How to handle the holiday buffet

Gretchen Rubin, author of The Happiness Project and a new book on habits has an interesting take on eating. As she puts it, when it comes to eating (and most other things) there are 2 types of people. Moderators and Abstainers. Moderators, well, moderate. Occasional indulgences heighten their pleasure and the idea of “never again” getting or having something completely freaks them out. Abstainers, on the other hand, aren’t tempted easily and can say NO forever to something once the “off limits” decision has been made. They also have a hard time stopping once they’ve started so “just having a bite” doesn’t work for them.

Now I haven’t yet read Gretchen Rubin’s newest book but from what I’ve gathered, she believes your type is your type, so own it. I’m all about owning your personality tendencies; however, I DO believe in questioning them when they begin to feel 1) suffocating; 2) restrictive; 3) anxiety producing; and 4) like you’re living a thin slice of life.

The thing about my Abstainer clients is they can get so locked into abstaining that they forget to feel into whether or not saying NO still works for them.

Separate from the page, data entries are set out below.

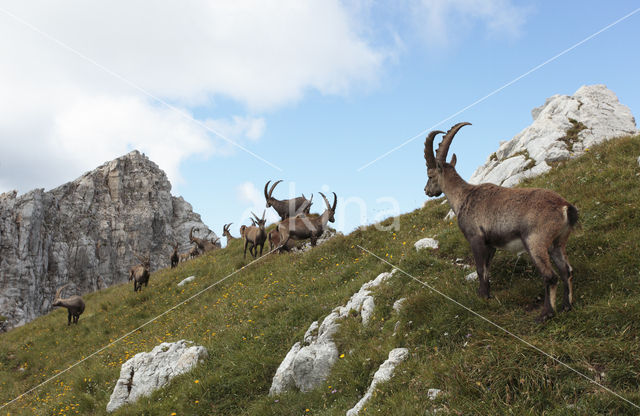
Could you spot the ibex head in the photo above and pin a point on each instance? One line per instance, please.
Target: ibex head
(259, 222)
(331, 210)
(438, 162)
(268, 195)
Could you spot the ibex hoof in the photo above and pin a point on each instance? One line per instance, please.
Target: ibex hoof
(544, 316)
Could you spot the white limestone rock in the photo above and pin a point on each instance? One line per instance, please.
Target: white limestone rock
(86, 232)
(426, 243)
(397, 305)
(530, 151)
(384, 373)
(433, 393)
(146, 372)
(307, 366)
(187, 280)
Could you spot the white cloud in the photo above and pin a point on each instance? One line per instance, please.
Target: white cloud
(64, 114)
(444, 21)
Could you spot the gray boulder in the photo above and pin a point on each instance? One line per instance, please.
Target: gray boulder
(308, 364)
(384, 373)
(147, 372)
(563, 127)
(86, 232)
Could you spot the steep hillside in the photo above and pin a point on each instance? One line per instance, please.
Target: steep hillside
(249, 321)
(86, 232)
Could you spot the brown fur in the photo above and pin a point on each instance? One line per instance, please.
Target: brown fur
(538, 221)
(74, 304)
(287, 207)
(303, 227)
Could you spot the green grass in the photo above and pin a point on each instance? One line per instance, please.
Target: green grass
(249, 321)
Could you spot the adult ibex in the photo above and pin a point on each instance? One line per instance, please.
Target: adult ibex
(227, 233)
(175, 257)
(491, 217)
(275, 238)
(204, 245)
(74, 305)
(140, 273)
(255, 235)
(287, 207)
(302, 227)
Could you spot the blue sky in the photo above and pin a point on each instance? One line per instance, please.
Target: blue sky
(319, 89)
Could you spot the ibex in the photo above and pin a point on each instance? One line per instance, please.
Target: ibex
(74, 305)
(204, 245)
(175, 257)
(227, 233)
(535, 220)
(255, 235)
(140, 273)
(300, 228)
(287, 207)
(275, 238)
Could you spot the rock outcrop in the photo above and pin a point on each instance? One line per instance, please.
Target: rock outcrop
(384, 373)
(564, 127)
(86, 232)
(309, 363)
(146, 372)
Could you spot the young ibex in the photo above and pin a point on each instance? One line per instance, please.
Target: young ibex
(140, 273)
(204, 245)
(255, 235)
(491, 217)
(287, 207)
(227, 233)
(175, 257)
(74, 305)
(300, 228)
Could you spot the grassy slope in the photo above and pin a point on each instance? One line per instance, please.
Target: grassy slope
(249, 321)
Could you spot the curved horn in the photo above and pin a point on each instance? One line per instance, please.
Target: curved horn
(428, 149)
(325, 200)
(266, 195)
(273, 187)
(59, 291)
(443, 149)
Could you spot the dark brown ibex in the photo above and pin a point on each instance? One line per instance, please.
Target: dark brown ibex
(227, 233)
(140, 273)
(302, 227)
(175, 257)
(287, 207)
(74, 305)
(275, 238)
(204, 245)
(255, 236)
(535, 220)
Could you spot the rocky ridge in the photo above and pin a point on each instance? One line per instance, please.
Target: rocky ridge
(563, 127)
(86, 232)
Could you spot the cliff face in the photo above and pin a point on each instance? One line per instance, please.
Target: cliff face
(86, 232)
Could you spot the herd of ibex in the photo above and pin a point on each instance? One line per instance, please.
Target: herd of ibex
(490, 217)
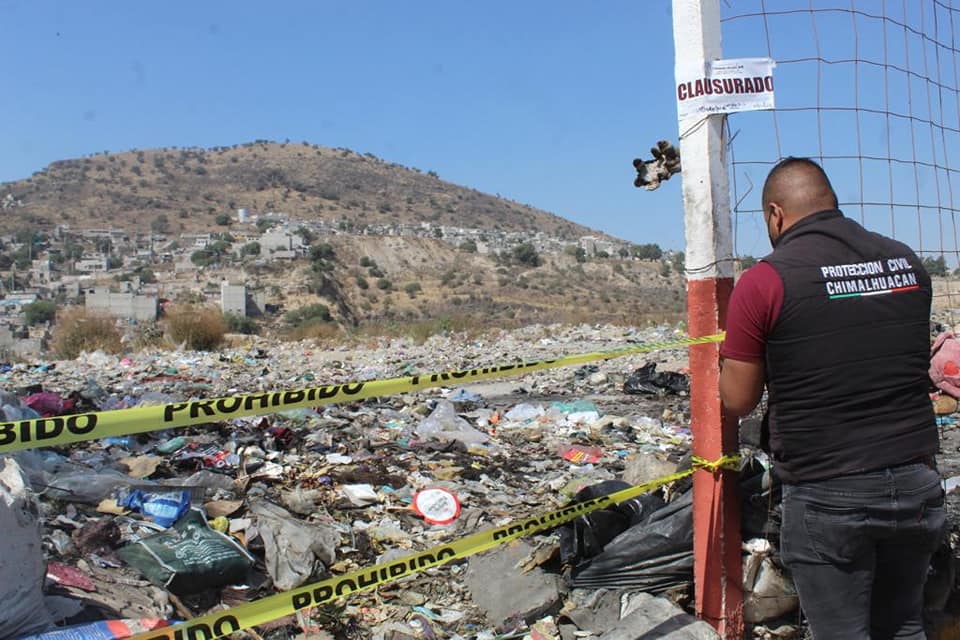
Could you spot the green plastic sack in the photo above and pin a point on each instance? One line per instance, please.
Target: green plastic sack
(189, 557)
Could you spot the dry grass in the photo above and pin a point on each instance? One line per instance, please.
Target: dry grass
(199, 328)
(316, 331)
(78, 330)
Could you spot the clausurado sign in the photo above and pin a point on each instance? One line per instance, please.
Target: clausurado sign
(726, 86)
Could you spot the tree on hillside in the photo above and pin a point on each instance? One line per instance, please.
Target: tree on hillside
(39, 312)
(160, 224)
(647, 251)
(935, 266)
(526, 254)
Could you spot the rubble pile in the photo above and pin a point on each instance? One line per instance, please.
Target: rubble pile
(147, 530)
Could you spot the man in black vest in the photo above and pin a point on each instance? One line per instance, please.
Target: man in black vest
(835, 324)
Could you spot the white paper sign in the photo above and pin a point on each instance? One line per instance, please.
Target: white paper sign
(726, 86)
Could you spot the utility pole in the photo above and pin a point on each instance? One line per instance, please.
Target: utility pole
(718, 582)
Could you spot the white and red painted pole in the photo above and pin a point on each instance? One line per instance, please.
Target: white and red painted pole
(718, 581)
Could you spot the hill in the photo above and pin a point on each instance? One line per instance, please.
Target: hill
(364, 278)
(185, 190)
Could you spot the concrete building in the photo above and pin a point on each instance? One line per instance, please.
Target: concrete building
(198, 240)
(280, 243)
(93, 264)
(233, 298)
(122, 305)
(40, 270)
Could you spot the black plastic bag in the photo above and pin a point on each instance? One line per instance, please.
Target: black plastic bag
(647, 381)
(655, 555)
(587, 536)
(189, 557)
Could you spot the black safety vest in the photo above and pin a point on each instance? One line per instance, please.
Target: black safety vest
(848, 357)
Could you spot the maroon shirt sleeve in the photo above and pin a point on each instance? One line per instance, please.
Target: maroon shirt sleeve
(753, 311)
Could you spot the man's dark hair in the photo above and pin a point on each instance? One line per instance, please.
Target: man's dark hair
(819, 188)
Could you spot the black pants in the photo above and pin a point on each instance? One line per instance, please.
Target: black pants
(859, 548)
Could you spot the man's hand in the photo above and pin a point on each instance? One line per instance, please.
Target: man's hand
(741, 385)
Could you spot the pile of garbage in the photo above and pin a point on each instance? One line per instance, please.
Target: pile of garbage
(115, 536)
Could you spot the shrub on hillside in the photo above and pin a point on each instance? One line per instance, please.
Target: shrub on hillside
(240, 324)
(78, 330)
(39, 312)
(309, 314)
(200, 329)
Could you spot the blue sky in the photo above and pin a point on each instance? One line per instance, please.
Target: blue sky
(546, 103)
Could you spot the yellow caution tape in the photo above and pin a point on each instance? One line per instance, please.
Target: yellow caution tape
(59, 430)
(222, 623)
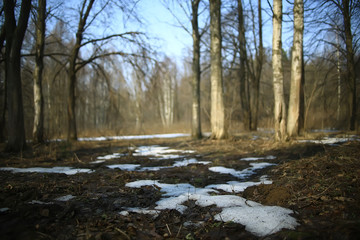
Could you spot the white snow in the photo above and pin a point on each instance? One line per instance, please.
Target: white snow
(259, 219)
(64, 198)
(243, 173)
(270, 157)
(331, 140)
(65, 170)
(4, 209)
(110, 156)
(154, 213)
(187, 162)
(135, 137)
(235, 186)
(126, 167)
(40, 202)
(156, 151)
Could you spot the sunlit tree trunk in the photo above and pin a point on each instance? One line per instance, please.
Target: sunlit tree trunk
(14, 39)
(350, 62)
(255, 88)
(196, 120)
(72, 130)
(294, 113)
(278, 79)
(218, 125)
(244, 84)
(3, 114)
(38, 128)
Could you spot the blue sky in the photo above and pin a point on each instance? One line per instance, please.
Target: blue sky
(173, 40)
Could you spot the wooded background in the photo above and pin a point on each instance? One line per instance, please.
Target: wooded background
(101, 82)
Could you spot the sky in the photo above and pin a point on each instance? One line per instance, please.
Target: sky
(174, 40)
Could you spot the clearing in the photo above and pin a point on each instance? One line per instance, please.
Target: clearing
(168, 186)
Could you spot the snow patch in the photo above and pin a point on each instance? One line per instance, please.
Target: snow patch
(270, 157)
(243, 173)
(65, 198)
(259, 219)
(4, 209)
(135, 137)
(65, 170)
(125, 167)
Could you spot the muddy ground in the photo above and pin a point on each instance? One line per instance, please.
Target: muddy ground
(321, 183)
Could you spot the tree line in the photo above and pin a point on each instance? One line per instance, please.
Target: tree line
(67, 70)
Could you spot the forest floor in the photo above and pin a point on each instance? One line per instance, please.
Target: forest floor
(319, 183)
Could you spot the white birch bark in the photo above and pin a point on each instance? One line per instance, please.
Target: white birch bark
(293, 124)
(218, 126)
(278, 79)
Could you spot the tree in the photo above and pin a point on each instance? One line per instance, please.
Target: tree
(218, 125)
(278, 79)
(38, 129)
(195, 66)
(294, 113)
(347, 7)
(244, 82)
(76, 63)
(256, 69)
(15, 32)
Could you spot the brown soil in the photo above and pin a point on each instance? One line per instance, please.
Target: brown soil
(321, 183)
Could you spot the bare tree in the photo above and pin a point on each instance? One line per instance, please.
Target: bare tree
(15, 32)
(75, 61)
(278, 79)
(244, 82)
(196, 107)
(294, 113)
(218, 124)
(38, 129)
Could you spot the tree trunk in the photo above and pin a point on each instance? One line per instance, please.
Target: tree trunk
(257, 75)
(350, 62)
(84, 14)
(38, 129)
(294, 114)
(278, 79)
(218, 125)
(196, 119)
(14, 39)
(3, 114)
(244, 82)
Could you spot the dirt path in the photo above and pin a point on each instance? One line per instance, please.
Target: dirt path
(319, 183)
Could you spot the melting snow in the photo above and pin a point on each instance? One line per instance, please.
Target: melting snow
(126, 167)
(4, 209)
(135, 137)
(270, 157)
(235, 186)
(65, 198)
(66, 170)
(187, 162)
(332, 140)
(243, 173)
(258, 219)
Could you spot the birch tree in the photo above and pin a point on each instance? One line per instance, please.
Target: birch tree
(87, 15)
(15, 32)
(218, 125)
(38, 127)
(278, 79)
(294, 113)
(195, 82)
(244, 83)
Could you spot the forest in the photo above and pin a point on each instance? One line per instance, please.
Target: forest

And what I know about my Moderator clients is they feel guilty for not saying NO enough. They think they should be like Abstainers with ironclad willpower and just try harder to say NO to sugar or gluten or whatever it is. And so they try, then say yes to dessert and feel like sh*t about themselves for not adhering to the “rules”.

Here’s what’s missing: No one is checking in on their bodies.

Abstainers say NO to pumpkin pie because of their predetermined rules and Moderators say YES, not because their body necessarily wants it but because to say NO makes them feel restricted, bereft and left out.

The problem: Everyone is eating from thinking rather than feeling. Both Abstainers and Moderators are walking in with a pre-set eating plan in their head. Why? Because eating from thinking is a safe default that we know, whereas eating from feeling puts us in a murky grey area where we eat based on our body’s needs, our emotional state and the given moment, which is ever changing and therefore terrifying.

When we eat from feeling, Abstainers may be asked to say YES to something that has previously been a NO and Moderators may be called to say NO when they’re used to saying YES.

I like to call this EATING IN THE GREY; a state where there are no black and white rules to uphold or break but rather where we listen to our physical body’s desires in that particular moment.

For Abstainers and Moderators alike, here’s what eating in the grey looks like at a holiday meal:

  1. You walk up to the buffet line and see turkey, stuffing, rolls, green beans, sweet potatoes, pie, etc.

  2. Before making any decision on what you're going to have or not have, you take a deep breath and feel into what your body wants.

  3. You stand in front of the turkey and ask your physical body, “Do you want to eat this right now?” The key here is knowing you’ve eaten everything at the buffet at least once before so you can imagine what turkey will taste and feel like in your tummy. If the answer is YES to turkey, put it on your plate. If the answer is, “Ya know, I’m not really in a turkey mood since we had turkey last night,” then PASS and move along to stuffing.

  4. For each food item, imagine the flavor, what it will feel like in your body, then let your body answer yes or no to it.

It may be that the only food your body says YES to is pie or green beans. Totally cool. The key in eating in the grey is letting yourself eat without judgement and in full presence of what your body wants. (And if you’re immediate response to this is, “If I do that, I’ll just eat bread and pie all night!,” read this and this.)

**One caveat here. The holidays are a time of wonderful memories where we eat to celebrate, connect and remember traditions. In eating grandma’s pie or mom’s stuffing we eat not out of hunger but to nourish the emotional centers within us that bond us to the people we love. That’s FINE and perfect for practicing eating in the grey. It’s an opportunity to enjoy a scoop of mom’s stuffing while also staying connected to your physical body’s experience and stopping when your body is done rather than when you’ve polished off the stuffing tray because you only get it once a year.

Learning how to eat in the grey is the ONLY way to enjoy the holidays without getting anxious about what you should or shouldn’t eat or saying F*CK IT and eating everything in sight because willpower is too hard. Think about it this way: You are allowed to have anything on the buffet table that you want whenever you want it.

The next time your at a food event that would normally make you anxious, see if you can approach food differently. If you’re an Abstainer, notice if there’s a hard-lined food NO that’s begging for a yes. And if you’re a Moderator, try to say YES not just because the food is there but because it’s the exact thing you want.

Together let’s all ease up, listen in and eat in the grey.